A slow breath eases out of my mouth, freeing my restless energy. Before I even know what I’m doing I open my mouth and say, “It’s Hayes. My last name is Hayes.”

I want to slap myself in the head for giving him my real last name. Normally I tell people I’m Violet Smith, a simple name that I used to go by when I was younger because it was better than telling people my real last name. Sometimes I’d make up extravagant names for the hell of it when Smith got too dull. Yet, I just handed over the one real thing about me to Luke. I vow that for the rest of the night I’ll be as quiet as possible to avoid letting anything else stupid slip out of my mouth.

I lie down on the bed, putting my head on his pillow, which smells like smoke and cologne—like him. I focus on my breathing, keeping myself calm as night approaches outside.

When Luke wanders back out of the closet, he’s wearing drawstring pajama bottoms, but he didn’t put a shirt on so I’m stuck staring at his muscles and tattoos all night. He opens another bottle of Jack and takes a few more shots, which I’m noticing he does a lot and I wonder how hard it is on his body since he’s a diabetic, especially after what happened in his truck. It makes me kind of nervous, thinking about the fact that he could either get really sick all of a sudden or drop dead even. As I think about the idea, it sort of hurts my heart. Holy shit. I’m actually worried about him.

He stands to the side of the bed staring down at me with a pucker at his brows. “So Hayes, huh?” he asks, folding his arms and jerking me out of my thoughts.

I shrug, pretending it’s not a big deal when it is. “Yeah, it’s just a last name, though.”

“Yet, you seemed very reluctant to hand it over to me.”

“Maybe, I was,” I say, keeping my tone light and sarcastic. “But I guess you wore me down.”

He scans my entire body and my knees slip apart, like they’re giving him an open invitation. For a second I think of the porn movie I saw at Preston’s and the look on the guy and girl’s faces as they went to town. So content. Blissfully, lost in themselves.

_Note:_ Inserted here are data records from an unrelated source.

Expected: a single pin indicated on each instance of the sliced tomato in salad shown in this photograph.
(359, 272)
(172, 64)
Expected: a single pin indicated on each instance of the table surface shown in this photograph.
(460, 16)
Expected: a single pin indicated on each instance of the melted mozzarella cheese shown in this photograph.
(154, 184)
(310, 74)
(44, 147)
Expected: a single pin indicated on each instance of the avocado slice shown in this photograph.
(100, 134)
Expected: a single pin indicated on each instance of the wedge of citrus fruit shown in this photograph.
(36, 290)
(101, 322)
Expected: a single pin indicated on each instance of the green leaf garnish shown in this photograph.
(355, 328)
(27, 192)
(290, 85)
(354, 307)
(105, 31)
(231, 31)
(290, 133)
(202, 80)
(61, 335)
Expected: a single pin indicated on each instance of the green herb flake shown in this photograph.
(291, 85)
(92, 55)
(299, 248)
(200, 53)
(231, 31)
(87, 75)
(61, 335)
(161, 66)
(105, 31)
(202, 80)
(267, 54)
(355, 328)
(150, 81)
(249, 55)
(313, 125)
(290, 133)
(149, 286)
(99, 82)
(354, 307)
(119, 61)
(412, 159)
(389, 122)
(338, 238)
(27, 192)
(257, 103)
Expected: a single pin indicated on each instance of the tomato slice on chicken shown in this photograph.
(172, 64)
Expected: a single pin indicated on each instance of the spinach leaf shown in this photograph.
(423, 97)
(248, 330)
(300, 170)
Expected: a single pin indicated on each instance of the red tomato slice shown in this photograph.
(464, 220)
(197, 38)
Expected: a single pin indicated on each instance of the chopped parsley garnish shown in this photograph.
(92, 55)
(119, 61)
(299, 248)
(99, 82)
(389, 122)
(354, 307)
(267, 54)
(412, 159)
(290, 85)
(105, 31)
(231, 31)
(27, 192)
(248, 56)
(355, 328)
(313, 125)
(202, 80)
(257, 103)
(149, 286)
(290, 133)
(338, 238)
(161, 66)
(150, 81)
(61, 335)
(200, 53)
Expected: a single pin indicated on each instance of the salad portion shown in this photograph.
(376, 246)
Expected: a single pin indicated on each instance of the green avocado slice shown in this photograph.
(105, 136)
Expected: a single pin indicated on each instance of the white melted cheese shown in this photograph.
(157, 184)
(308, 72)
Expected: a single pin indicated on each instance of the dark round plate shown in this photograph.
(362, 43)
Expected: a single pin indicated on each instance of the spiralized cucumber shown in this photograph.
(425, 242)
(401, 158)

It kind of makes me want to let Luke do the same thing to me, see if I can get to that place.

“What are you thinking about?” he wonders as he sits down on the edge of the bed.

I bite my lip, feeling embarrassment surface, but I play it off. “Nothing important.”

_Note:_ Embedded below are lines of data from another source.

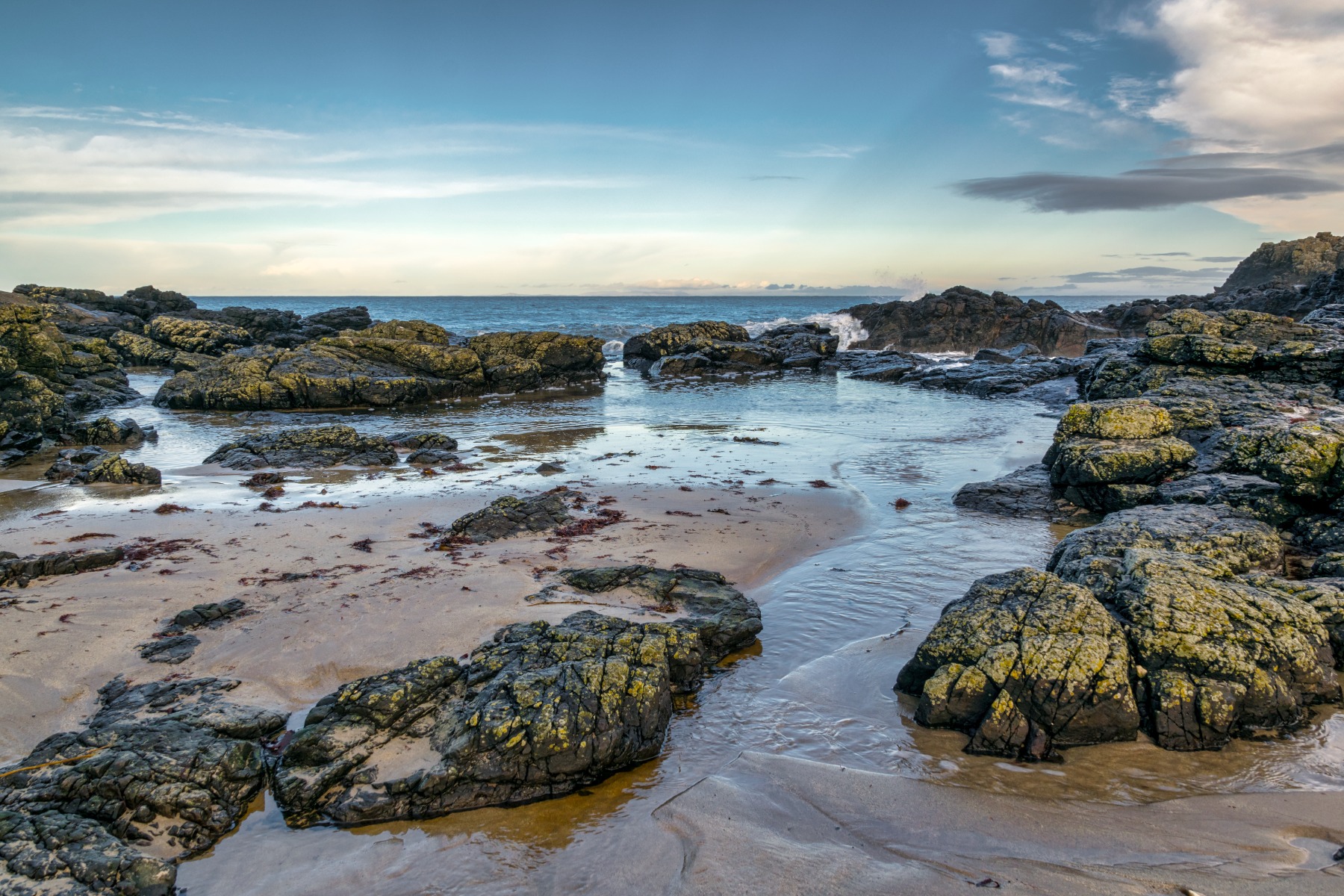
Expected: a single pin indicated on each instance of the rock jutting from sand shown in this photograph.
(390, 363)
(539, 711)
(161, 774)
(314, 447)
(510, 516)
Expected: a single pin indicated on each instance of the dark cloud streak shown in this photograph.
(1142, 188)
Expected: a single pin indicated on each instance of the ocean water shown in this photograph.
(838, 625)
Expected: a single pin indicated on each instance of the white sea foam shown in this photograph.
(843, 326)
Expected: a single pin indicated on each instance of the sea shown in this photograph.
(838, 623)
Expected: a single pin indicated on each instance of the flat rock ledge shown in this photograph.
(161, 774)
(538, 711)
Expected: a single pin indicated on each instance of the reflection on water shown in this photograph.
(838, 626)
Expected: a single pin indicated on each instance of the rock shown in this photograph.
(1026, 664)
(1021, 494)
(416, 441)
(510, 516)
(172, 649)
(539, 711)
(196, 337)
(205, 615)
(390, 363)
(520, 361)
(965, 320)
(644, 349)
(1288, 262)
(19, 571)
(1223, 655)
(109, 432)
(164, 771)
(314, 447)
(90, 464)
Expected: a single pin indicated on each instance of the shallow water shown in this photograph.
(838, 625)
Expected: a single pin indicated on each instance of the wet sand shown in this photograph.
(355, 613)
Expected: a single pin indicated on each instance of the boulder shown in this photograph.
(315, 447)
(163, 771)
(967, 320)
(19, 571)
(644, 349)
(510, 516)
(537, 712)
(1218, 650)
(1026, 664)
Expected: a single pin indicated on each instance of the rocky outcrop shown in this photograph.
(1026, 664)
(510, 516)
(644, 349)
(161, 773)
(390, 363)
(90, 464)
(19, 571)
(105, 430)
(315, 447)
(967, 320)
(539, 711)
(1288, 262)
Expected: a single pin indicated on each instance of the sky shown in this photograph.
(851, 147)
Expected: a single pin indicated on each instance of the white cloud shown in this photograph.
(1265, 74)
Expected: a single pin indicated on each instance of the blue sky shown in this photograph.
(452, 148)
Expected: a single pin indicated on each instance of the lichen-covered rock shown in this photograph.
(539, 711)
(196, 337)
(90, 464)
(965, 320)
(161, 773)
(1219, 652)
(643, 349)
(314, 447)
(1024, 664)
(517, 361)
(510, 516)
(105, 430)
(1301, 457)
(20, 571)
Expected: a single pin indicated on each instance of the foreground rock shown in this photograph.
(161, 773)
(89, 465)
(390, 363)
(967, 320)
(1024, 664)
(20, 571)
(510, 516)
(315, 447)
(539, 711)
(1219, 644)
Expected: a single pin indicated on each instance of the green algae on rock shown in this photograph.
(161, 773)
(312, 447)
(1026, 664)
(539, 711)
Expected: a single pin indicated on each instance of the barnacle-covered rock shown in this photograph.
(539, 711)
(308, 447)
(161, 773)
(1024, 664)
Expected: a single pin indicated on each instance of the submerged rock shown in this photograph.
(315, 447)
(161, 773)
(539, 711)
(390, 363)
(1026, 664)
(510, 516)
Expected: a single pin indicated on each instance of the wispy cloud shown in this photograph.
(824, 151)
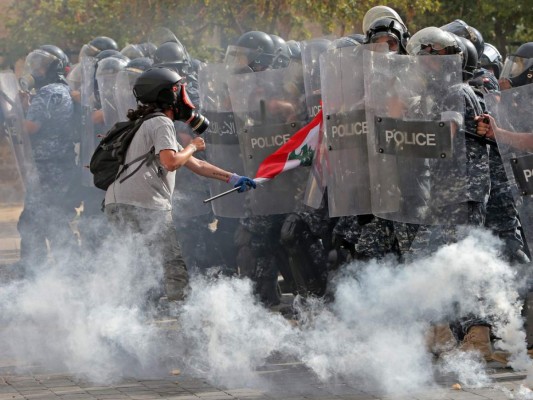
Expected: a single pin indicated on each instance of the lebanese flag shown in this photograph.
(298, 150)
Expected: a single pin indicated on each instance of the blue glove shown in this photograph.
(242, 182)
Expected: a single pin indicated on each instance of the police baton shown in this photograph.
(222, 194)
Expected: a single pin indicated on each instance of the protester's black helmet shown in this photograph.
(156, 85)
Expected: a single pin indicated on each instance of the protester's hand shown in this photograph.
(24, 100)
(76, 96)
(485, 126)
(242, 182)
(505, 83)
(199, 143)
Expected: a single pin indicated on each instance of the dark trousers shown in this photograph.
(153, 232)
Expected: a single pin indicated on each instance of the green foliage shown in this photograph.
(206, 27)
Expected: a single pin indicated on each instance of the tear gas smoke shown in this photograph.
(90, 318)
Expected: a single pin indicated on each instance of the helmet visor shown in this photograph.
(88, 51)
(386, 37)
(38, 62)
(514, 66)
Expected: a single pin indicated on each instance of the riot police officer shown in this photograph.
(49, 205)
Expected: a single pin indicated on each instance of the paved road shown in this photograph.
(287, 381)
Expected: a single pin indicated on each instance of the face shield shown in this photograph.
(88, 51)
(514, 66)
(431, 41)
(243, 60)
(74, 78)
(387, 37)
(36, 70)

He seems greatly conflicted about something as he continues to stare down at me. “Do you want to borrow one of my shirts to sleep in?” he finally says.

I almost laugh at the idea of wearing something that belongs to him as I fall asleep in his room. It’s too personal, then again this entire situation is getting personal and I start to get up to change beds. “I’m good, but thanks.”

He nods and then with hesitancy, he lies down on the bed beside me, leaving hardly any room between us. “You can just sleep in… my bed if you want. I don’t have any extra sheets or blankets.”

I freeze, glancing at the mattress on the other side of the room, and then at the limited space between us. “That’s okay… I can handle sleeping on a filthy mattress for one night.”

He pauses, looking as uncomfortable as I do. “Just stay in my bed, Violet. If you want I’ll take Kayden’s old one, but I’m not going to make you sleep on that filthy thing.”